Le sourire de l'homme se fit un peu plus franc, et il posa ses avant-bras sur le comptoir pour se pencher légèrement vers lui avant de répondre en le regardant toujours droit dans les yeux:
- C'est quelqu'un que je vois tous les jours, à vrai dire je ne lui ai jamais parlé mais j'aimerais faire connaissance... et plus.
- Je vois. Vous voulez avouer une attirance, c'est bien ça ?
L'homme hocha la tête pour acquiescer et Bragg contourna le comptoir pour commencer à lui montrer quelles sortes de fleurs pourraient convenir, ainsi que pour briser le contact visuel, étrangement presque à contrecœur. C'était la première fois qu'il rencontrait une telle personne, et savoir qu'il s'agissait de l'homme qu'il voyait tous les matins de loin lui créait une impression étrange. Et intrigante.
- Vous avez une idée pour les couleurs ?
Il haussa les épaules.
- Du rouge, probablement.
Bragg passa entre les étagères remplies de pots et compositions florales multicolores, suivi de près -un peu trop près- par son client. Une légère odeur de tabac froid émanait de lui mais se mêlait pourtant étonnamment bien aux effluves délicates de jasmin, de roses et d'amaryllis.
- Des camélias pourraient convenir, elles symbolisent la perfection, l'admiration et, en rouge, l'attirance amoureuse. Cependant le rouge en général représente aussi la passion et l'engagement et risque d'avoir un message trop fort pour une première rencontre. Du rose devrait adoucir le tout en y ajoutant l'innocence, quant à la fleur à choisir en cette couleur... Pouvez-vous me décrire le caractère de cette personne ?
- C'est une personne qui a l'air très timide et sensible, presque fragile mais qui a pourtant une force étonnante, et un enthousiasme très contagieux lorsqu'elle commence à parler de sa passion.
Bragg se sentit de nouveau décontenancé par son sourire et la description faite sans hésitation, empreints d'une surprenante douceur de la part d'un homme aux traits si durs, -et n'avait-il pas dit qu'il ne lui avait jamais parlé ?- mais il se reconcentra sur son travail, l'entrain le regagnant rapidement à l'envie de composer un bouquet parfait.
- Dans ce cas, des pivoines seront très bien. Ce sont mes préférées en vérité, ajouta-t-il avec un sourire. Elles ajouteront la modestie, la sincérité et la volonté de protéger. Bien, je pense que ce sera suffisant. Ah, non j'allais oublier !
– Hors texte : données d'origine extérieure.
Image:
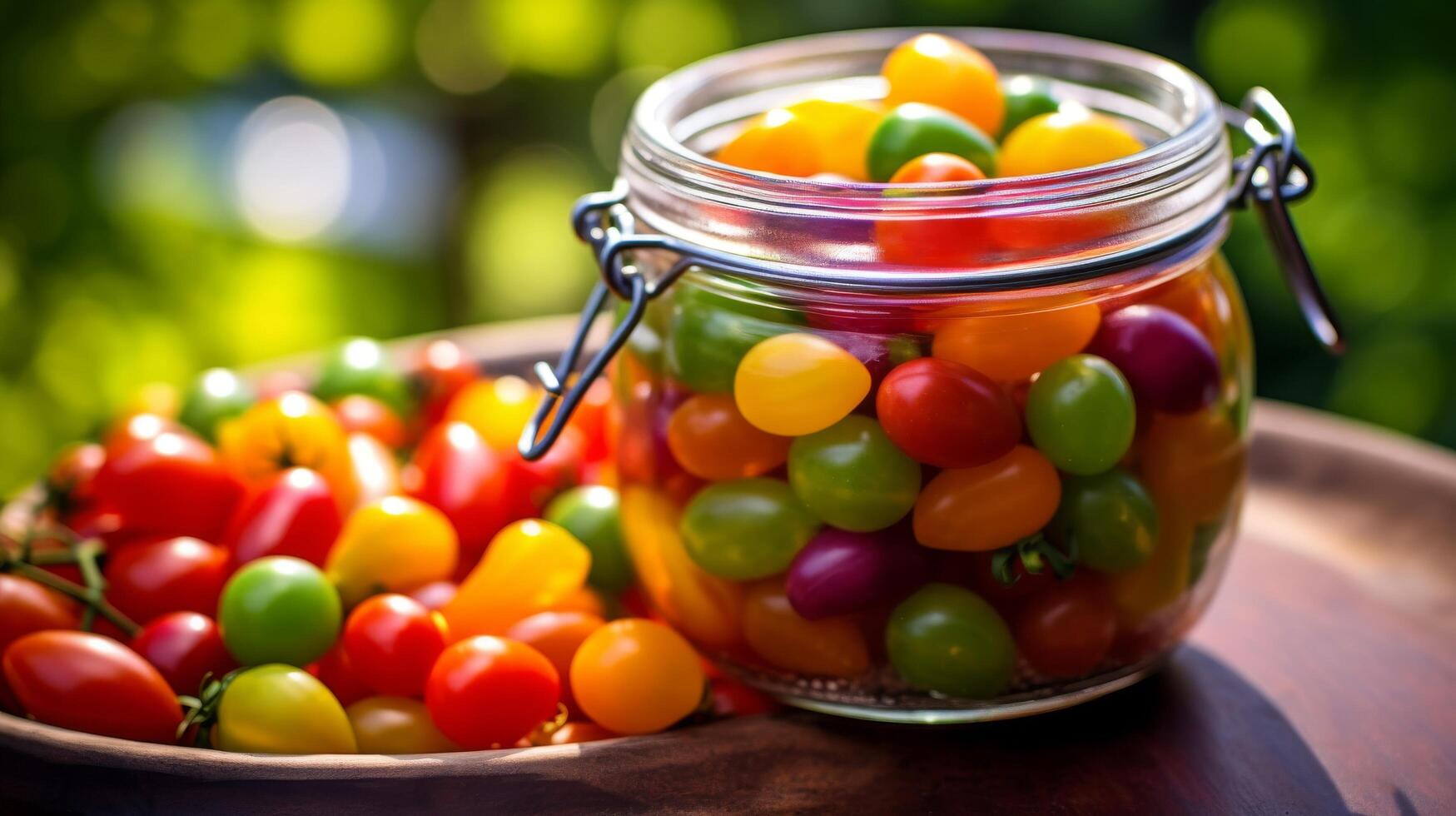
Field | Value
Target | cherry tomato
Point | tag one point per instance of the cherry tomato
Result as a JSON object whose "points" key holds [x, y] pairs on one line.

Il piocha parmi celles présentées, cinq camélias rouges, quatre pivoines roses et, au moment de revenir vers le comptoir, choisit également un hibiscus rouge. Il les déposa sur son plan de travail, alla chercher du ruban et une paire de ciseaux et commença à tailler chaque tige tout en décrivant chacune de ses actions.
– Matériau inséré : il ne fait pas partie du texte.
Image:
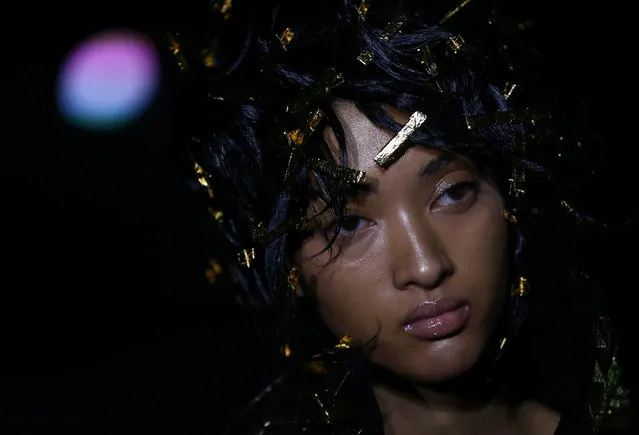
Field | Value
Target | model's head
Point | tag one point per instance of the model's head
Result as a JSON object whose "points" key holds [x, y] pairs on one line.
{"points": [[417, 260]]}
- Ce sont des fleurs qui prennent un peu de place, les pivoines en particulier, je vais faire un bouquet rond pour qu'il n'ait pas l'air trop imposant.
Il rassembla les fleurs après en avoir coupé les tiges à taille égale et attacha, en serrant bien, un premier morceau de ruban vert clair.
- Et au milieu de tout ça, on laisse dépasser l'hibiscus pour rajouter la touche de séduction, dit-il en adressant à son client un sourire malicieux, mais surtout pour envoyer une invitation qui ne saurait être refusée.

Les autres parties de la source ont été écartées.